The trainer and an assistant had an ice chest with snakes in it. The snakes had surgical tape around their mouths to render them harmless. Raven was fitted with an electric shock collar, with the strength set for her size and hooked up to a long leash.

First the trainer put a snake in the middle of the clearing and walked Raven around and towards the snake. As Raven noticed the snake and started to investigate it, she got a mild zapping which caused her to back away. This continued in other scenarios, like putting a snake

under a bucket and letting Raven sniff the bucket and, again, getting zapped. Another snake was put in the open area and was agitated enough for it to rattle, again letting Raven get close enough to get a zapping.

The theory is that when seeing a snake, smelling it, and by hearing the rattle and getting zapped for getting close, a dog would avoid snakes in the future. (I wonder if that works for quitting cigarettes? Wear a shock collar for a couple weeks, maybe?)

The final exam was to put a snake in the clearing, have us stand on one side and the trainer and Raven on the other side. He let Raven off the leash as we called her. If she ran straight toward us and close to the snake, well, that was a fail. If she took a great circle route to avoid the snake on the way to us, that was a pass. She passed.
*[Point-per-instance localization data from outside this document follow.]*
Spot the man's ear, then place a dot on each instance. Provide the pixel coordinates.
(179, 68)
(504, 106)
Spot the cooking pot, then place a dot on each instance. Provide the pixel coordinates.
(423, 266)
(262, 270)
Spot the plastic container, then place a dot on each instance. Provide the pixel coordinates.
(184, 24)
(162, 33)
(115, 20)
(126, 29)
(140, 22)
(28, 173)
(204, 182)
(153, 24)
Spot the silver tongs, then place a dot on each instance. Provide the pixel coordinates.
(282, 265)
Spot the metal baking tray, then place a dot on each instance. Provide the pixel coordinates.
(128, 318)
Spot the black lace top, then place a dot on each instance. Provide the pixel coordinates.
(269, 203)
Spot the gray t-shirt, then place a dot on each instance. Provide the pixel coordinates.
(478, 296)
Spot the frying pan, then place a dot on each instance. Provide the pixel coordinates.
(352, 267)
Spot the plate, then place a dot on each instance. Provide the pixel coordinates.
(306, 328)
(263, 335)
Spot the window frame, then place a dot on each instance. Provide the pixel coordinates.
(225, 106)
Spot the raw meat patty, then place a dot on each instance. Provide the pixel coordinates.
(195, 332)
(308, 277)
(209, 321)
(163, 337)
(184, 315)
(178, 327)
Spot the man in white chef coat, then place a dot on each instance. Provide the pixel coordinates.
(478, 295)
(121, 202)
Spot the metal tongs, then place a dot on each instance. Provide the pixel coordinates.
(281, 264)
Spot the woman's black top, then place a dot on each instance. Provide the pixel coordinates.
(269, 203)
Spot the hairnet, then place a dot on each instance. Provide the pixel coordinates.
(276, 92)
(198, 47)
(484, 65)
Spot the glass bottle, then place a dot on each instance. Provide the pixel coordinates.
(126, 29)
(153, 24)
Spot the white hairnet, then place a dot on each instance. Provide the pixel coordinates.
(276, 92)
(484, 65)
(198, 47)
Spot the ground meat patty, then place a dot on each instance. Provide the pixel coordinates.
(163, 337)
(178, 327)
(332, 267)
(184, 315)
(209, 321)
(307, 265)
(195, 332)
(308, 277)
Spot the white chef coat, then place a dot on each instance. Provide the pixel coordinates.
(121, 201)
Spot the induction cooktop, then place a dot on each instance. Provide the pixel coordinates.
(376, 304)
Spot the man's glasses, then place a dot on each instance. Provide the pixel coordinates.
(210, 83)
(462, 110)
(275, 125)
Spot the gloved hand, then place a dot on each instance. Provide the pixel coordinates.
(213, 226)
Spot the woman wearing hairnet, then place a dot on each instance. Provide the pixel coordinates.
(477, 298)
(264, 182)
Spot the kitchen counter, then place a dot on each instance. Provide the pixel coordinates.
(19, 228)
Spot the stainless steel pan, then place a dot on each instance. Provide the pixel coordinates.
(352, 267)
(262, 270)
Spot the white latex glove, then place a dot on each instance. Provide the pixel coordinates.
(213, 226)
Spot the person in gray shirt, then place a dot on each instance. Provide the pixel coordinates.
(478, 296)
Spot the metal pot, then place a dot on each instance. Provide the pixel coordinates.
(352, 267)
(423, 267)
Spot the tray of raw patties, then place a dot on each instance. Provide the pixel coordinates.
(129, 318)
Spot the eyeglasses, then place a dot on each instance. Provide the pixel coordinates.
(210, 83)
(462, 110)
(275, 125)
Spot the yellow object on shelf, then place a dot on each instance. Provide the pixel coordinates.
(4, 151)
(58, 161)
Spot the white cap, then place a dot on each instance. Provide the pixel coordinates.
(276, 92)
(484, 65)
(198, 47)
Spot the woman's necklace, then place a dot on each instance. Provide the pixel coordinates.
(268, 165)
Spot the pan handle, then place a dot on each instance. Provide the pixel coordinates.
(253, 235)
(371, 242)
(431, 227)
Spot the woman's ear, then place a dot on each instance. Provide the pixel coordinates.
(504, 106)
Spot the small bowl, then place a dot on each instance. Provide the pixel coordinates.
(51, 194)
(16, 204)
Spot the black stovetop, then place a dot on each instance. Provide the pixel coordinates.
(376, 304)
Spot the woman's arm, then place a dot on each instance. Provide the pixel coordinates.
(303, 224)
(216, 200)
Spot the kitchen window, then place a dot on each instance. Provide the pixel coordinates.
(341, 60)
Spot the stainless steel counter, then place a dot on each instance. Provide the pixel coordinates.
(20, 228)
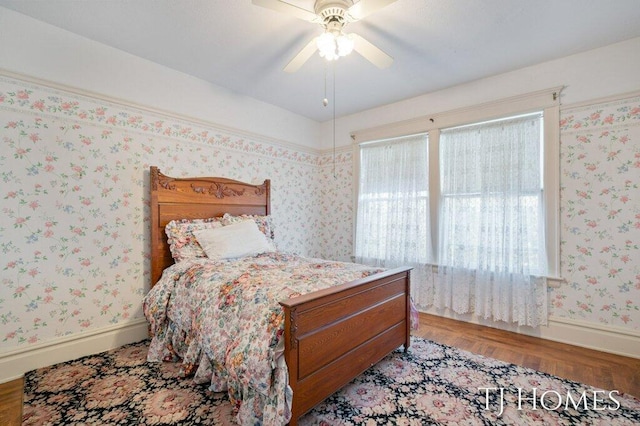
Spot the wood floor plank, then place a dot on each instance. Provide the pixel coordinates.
(595, 368)
(11, 402)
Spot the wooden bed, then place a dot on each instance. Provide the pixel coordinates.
(332, 335)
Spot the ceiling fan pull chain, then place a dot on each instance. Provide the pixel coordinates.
(325, 101)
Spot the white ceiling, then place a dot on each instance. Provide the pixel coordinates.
(435, 43)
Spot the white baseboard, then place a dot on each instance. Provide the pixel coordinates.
(614, 340)
(15, 363)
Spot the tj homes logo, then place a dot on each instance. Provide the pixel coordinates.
(536, 399)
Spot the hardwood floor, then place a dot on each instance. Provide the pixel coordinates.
(600, 369)
(11, 402)
(595, 368)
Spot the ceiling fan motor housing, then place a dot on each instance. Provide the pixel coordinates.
(333, 11)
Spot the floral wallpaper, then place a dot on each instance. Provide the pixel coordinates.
(74, 220)
(600, 214)
(74, 223)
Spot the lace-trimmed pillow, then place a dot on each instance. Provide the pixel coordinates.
(182, 243)
(265, 225)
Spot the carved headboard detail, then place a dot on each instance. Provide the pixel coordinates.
(197, 198)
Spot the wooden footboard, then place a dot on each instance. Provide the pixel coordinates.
(333, 335)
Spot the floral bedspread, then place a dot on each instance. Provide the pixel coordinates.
(222, 320)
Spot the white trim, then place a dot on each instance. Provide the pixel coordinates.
(530, 102)
(604, 100)
(14, 363)
(599, 337)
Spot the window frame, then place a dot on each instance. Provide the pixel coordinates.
(546, 101)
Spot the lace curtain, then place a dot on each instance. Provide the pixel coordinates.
(491, 236)
(392, 225)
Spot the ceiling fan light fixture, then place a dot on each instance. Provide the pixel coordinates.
(332, 46)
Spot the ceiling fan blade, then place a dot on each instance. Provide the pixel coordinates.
(371, 52)
(367, 7)
(286, 8)
(302, 56)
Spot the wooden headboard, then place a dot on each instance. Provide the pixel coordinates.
(197, 198)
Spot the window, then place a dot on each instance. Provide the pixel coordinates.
(492, 182)
(393, 203)
(492, 197)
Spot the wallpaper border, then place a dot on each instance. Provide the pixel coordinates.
(87, 95)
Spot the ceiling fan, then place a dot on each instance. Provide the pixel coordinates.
(333, 16)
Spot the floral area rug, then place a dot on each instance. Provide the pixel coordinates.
(432, 384)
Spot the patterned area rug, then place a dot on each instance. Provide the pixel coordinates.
(432, 384)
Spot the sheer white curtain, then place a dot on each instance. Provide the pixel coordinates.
(392, 225)
(491, 241)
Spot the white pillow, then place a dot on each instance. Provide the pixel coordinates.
(232, 241)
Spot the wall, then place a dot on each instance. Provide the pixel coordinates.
(43, 51)
(81, 124)
(74, 165)
(599, 304)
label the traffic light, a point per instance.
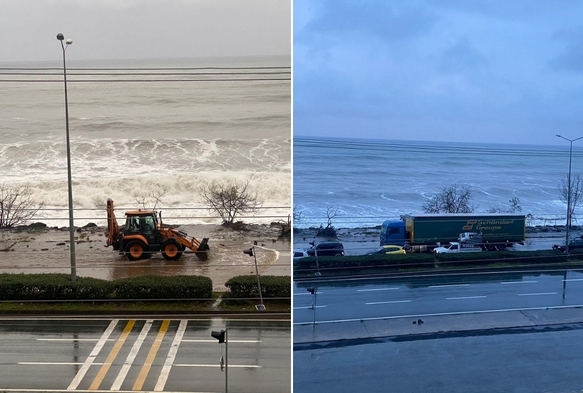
(219, 336)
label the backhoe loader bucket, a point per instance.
(202, 251)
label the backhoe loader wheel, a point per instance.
(135, 250)
(171, 250)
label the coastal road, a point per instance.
(177, 355)
(508, 360)
(368, 299)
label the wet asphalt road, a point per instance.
(346, 300)
(143, 355)
(520, 360)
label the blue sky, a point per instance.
(439, 70)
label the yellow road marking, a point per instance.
(151, 356)
(112, 355)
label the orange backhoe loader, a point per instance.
(144, 235)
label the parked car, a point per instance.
(573, 245)
(299, 254)
(327, 249)
(390, 249)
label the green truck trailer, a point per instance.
(424, 232)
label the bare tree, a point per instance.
(329, 230)
(452, 199)
(16, 205)
(229, 199)
(154, 197)
(576, 194)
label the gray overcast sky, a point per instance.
(138, 29)
(452, 70)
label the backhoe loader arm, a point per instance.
(112, 226)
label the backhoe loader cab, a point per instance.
(144, 235)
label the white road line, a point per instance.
(388, 302)
(518, 282)
(537, 294)
(309, 307)
(132, 356)
(171, 356)
(214, 341)
(54, 364)
(73, 339)
(217, 365)
(309, 323)
(449, 285)
(91, 358)
(79, 391)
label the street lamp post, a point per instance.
(569, 190)
(251, 253)
(60, 37)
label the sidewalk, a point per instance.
(435, 324)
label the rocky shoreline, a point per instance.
(37, 248)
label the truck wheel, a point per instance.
(135, 250)
(171, 250)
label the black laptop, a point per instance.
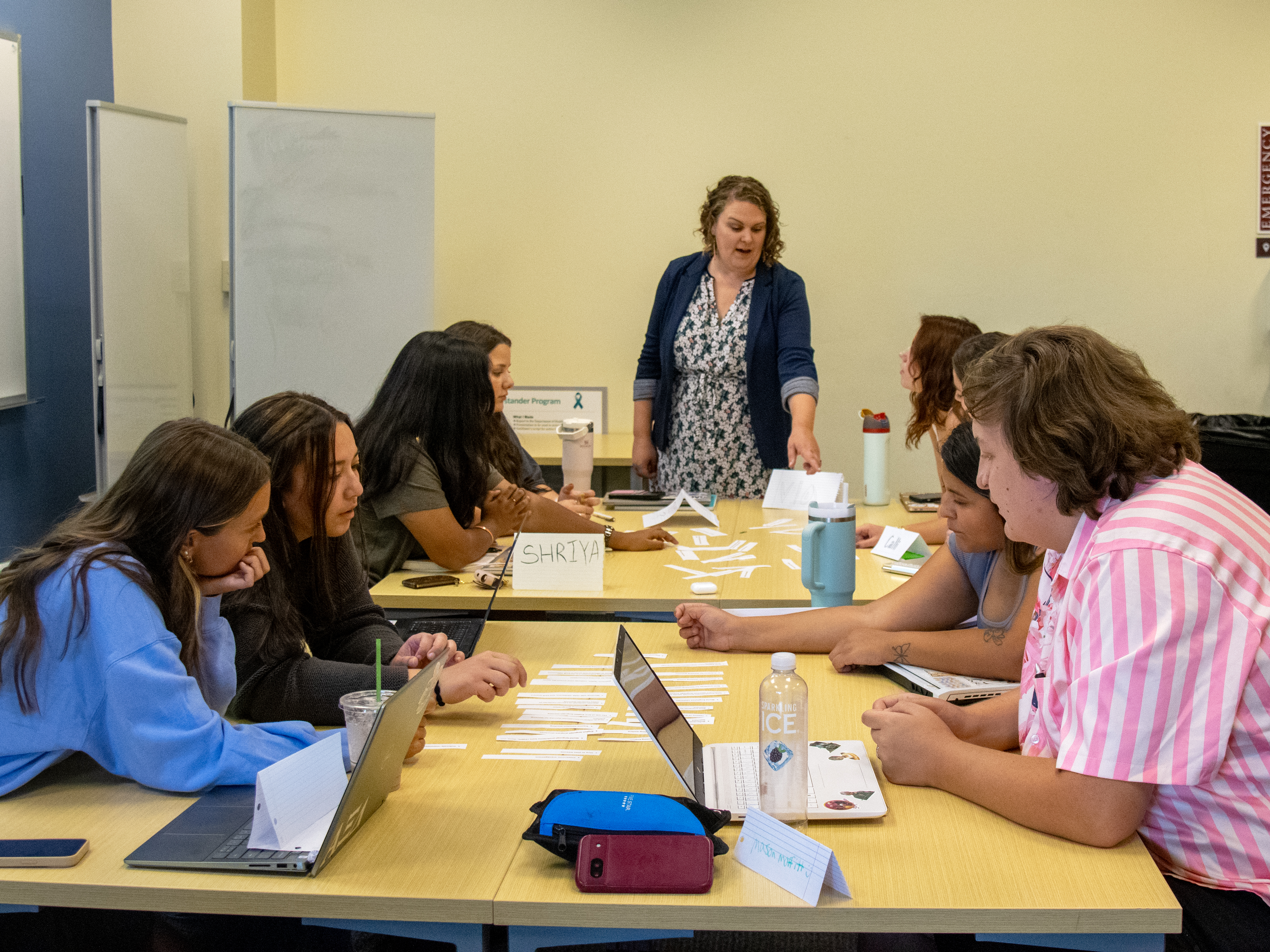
(214, 832)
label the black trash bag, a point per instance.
(1238, 449)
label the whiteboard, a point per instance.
(13, 310)
(139, 262)
(331, 248)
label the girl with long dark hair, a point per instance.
(111, 638)
(307, 633)
(432, 489)
(980, 574)
(510, 457)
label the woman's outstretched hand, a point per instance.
(803, 443)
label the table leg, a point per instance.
(1089, 942)
(468, 937)
(528, 939)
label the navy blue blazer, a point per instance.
(778, 351)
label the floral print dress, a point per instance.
(712, 446)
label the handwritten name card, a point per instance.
(792, 860)
(561, 562)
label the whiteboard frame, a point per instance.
(234, 409)
(97, 291)
(20, 399)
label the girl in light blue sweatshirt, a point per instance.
(111, 638)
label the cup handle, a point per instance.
(811, 565)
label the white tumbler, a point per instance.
(877, 437)
(577, 452)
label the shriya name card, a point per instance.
(561, 562)
(794, 489)
(901, 544)
(792, 860)
(298, 798)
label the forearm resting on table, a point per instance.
(1034, 793)
(972, 652)
(808, 633)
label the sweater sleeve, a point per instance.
(304, 686)
(794, 351)
(155, 726)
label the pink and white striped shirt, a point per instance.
(1147, 661)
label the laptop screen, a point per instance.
(658, 711)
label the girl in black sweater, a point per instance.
(308, 636)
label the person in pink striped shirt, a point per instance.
(1145, 699)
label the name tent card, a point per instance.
(296, 798)
(901, 544)
(794, 489)
(561, 562)
(792, 860)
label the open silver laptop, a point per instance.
(957, 688)
(214, 832)
(841, 781)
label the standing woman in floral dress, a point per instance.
(726, 389)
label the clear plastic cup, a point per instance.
(360, 709)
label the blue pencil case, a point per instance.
(568, 815)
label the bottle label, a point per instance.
(778, 755)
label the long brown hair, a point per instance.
(1080, 412)
(742, 188)
(937, 341)
(298, 433)
(503, 454)
(186, 475)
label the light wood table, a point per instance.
(435, 852)
(934, 864)
(634, 582)
(611, 449)
(447, 848)
(639, 582)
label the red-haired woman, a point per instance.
(926, 374)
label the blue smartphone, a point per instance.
(42, 852)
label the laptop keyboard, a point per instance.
(745, 776)
(235, 847)
(463, 631)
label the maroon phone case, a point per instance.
(638, 863)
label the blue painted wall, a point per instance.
(46, 451)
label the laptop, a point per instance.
(214, 832)
(841, 784)
(957, 688)
(465, 633)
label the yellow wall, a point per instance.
(186, 59)
(1013, 163)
One year later we did another session to re-enforce the avoidance training. The cost of this training was around $100 per session. There is also the option of anti-venom injections for protecting dogs, although this is more controversial and something we decided not to do.

For the five winters that Raven spent in Las Barracas there was never an encounter with a rattlesnake that we were aware of. Additionally we never saw a rattlesnake on the beach but seeing them on the roads was common.

We consider rattle snakes a manageable risk if you follow some common sense rules.